UE nawet woli tę pierwotną formę „bezpiecznika”, o której Johnson w poniedziałek (16.09.2019) rozmawiał z szefem Komisji Europejskiej Jeanem-Claude'em Junckerem. Szkopuł w tym, że Johnson powtarzał Junckerowi swe pomysły na bezpiecznik znoszący tylko graniczne kontrole weterynaryjne i fitosanitarne (towary rolno-spożywcze dominują w handlu międzyirlandzkim), ale w żadnym razie nie godził się na unię celną Irlandii Płn. z UE. Natomiast Juncker powtarzał, że – ponoć ku (być może udawanemu) zdziwieniu Johnsona , że bez takiej unii nie ma mowy o pełnym zniesieniu kontroli granicznych, czego wymaga „backstop”.

Farage kontra Bettel

– Czasu jest mało, ale nadal mamy obowiązek się starać – powiedział dziś Juncker w Parlamencie Europejskim. Komisja Europejska zapewnia, że „jest gotowa do rozmów siedem dni w tygodniu przez 24 godziny na dobę”, ale do dziś Brytyjczycy nie zgłosili się z żadnymi nowymi propozycjami. Brexit na podstawie umowy z Unią oznaczałby – trwający nawet do 2022 r. – okres przejściowy, podczas którego Wlk. Brytania funkcjonowałaby w UE na obecnych zasadach (choć bez prawa głosu w instytucjach UE). A brexit bez ratyfikowanej umowy to twarde lądowanie (m.in. z groźbą ceł na granicy brytyjsko-unijnej), szczególnie kosztowne dla Brytyjczyków.

Nigel Farage (UKIP) grzmiał dziś przeciw „miernemu” luksemburskiemu premierowi Xavierowi Bettelowi, który miał „zgotować rytualne upokorzenie” Johnsonowi, z którym w poniedziałek spotkał się w Luksemburgu tuż po jego rozmowach z Junckerem.
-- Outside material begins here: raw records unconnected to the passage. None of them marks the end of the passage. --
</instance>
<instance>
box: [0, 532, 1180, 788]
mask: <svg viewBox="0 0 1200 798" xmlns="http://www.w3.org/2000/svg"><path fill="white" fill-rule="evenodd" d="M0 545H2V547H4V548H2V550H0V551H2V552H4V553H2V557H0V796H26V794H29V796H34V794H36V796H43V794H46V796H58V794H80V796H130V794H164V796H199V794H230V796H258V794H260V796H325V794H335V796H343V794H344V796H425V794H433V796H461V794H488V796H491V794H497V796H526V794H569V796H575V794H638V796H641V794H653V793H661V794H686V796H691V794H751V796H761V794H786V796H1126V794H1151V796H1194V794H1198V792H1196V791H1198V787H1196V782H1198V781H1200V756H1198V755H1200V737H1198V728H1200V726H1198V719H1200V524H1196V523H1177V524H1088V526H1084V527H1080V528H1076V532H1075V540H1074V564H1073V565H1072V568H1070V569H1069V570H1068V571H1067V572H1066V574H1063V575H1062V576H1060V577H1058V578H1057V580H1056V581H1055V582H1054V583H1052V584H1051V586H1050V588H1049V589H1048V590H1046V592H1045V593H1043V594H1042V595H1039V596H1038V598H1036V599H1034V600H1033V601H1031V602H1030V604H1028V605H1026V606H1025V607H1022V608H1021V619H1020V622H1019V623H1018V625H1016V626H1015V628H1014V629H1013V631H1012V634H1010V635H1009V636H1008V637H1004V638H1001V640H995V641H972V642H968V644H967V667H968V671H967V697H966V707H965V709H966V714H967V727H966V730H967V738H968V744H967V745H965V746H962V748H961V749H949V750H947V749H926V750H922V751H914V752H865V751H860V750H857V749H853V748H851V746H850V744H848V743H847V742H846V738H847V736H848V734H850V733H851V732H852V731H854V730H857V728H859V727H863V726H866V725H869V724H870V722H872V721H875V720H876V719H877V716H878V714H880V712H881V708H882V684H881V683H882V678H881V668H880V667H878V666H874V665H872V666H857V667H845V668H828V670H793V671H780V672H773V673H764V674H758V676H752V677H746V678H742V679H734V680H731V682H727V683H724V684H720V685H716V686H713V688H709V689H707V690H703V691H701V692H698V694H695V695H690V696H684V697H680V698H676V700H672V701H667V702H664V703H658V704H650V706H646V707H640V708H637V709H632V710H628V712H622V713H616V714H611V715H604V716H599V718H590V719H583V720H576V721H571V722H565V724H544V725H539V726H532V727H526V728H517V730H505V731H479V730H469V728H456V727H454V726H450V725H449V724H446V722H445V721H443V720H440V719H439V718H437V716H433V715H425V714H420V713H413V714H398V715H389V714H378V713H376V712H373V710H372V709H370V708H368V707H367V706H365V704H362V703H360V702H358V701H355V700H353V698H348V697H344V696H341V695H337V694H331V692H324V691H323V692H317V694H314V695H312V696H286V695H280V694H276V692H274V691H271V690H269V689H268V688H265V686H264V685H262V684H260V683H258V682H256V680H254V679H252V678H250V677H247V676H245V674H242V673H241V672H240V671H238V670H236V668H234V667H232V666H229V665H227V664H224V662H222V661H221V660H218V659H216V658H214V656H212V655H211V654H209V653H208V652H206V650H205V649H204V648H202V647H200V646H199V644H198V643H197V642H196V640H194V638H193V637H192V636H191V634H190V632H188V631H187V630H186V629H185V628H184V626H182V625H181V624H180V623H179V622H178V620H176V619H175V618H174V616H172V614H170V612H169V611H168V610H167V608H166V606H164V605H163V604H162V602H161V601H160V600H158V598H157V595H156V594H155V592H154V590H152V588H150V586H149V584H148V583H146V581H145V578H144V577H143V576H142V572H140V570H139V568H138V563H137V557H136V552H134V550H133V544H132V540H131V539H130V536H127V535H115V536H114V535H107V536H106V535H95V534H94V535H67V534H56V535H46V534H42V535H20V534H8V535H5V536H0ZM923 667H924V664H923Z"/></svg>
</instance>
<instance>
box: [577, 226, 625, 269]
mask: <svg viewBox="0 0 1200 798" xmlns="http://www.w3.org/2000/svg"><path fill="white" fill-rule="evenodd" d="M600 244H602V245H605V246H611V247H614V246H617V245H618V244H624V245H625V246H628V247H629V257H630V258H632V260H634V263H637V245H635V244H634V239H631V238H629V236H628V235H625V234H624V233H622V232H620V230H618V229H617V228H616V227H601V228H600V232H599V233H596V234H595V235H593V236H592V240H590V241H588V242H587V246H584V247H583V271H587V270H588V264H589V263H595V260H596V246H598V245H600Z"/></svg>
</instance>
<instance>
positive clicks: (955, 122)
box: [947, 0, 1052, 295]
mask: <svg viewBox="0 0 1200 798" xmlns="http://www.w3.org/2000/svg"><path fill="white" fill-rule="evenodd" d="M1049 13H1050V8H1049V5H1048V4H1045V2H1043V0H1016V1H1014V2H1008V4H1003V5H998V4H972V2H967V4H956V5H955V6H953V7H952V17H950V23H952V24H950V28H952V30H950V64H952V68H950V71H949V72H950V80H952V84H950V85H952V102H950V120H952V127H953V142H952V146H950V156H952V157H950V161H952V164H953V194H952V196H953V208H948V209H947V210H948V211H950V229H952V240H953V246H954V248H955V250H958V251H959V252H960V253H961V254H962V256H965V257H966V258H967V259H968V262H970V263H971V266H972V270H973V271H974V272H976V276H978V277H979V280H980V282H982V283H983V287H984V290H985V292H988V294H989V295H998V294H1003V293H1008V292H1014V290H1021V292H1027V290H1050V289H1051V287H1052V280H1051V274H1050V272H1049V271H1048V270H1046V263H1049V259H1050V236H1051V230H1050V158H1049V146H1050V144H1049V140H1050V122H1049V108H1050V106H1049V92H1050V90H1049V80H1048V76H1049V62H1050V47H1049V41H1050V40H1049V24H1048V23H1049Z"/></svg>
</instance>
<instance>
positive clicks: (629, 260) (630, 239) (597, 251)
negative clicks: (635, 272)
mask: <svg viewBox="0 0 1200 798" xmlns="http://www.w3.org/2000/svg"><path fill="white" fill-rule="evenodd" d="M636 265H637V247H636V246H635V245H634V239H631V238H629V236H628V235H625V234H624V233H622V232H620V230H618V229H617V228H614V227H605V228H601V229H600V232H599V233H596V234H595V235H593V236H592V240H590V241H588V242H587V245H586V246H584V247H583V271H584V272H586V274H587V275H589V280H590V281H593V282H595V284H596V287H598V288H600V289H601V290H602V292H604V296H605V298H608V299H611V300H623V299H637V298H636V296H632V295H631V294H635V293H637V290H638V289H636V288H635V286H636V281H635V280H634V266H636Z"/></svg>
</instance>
Brytyjczyk, zapewne ze strachu przed zagłuszaniem przez demonstrantów, wymigał się w ostatniej chwili ze wspólnej konferencji prasowej z Bettelem, a Luksemburczyk na tejże konferencji ostro krytykował brytyjski zamęt wokół brexitu. Dało to sporo satysfakcji przeciwnikom Johnsona i brexitu, ale także niektórzy dyplomaci w Brukseli przyznają, że była to „niepotrzebna niegrzeczność”.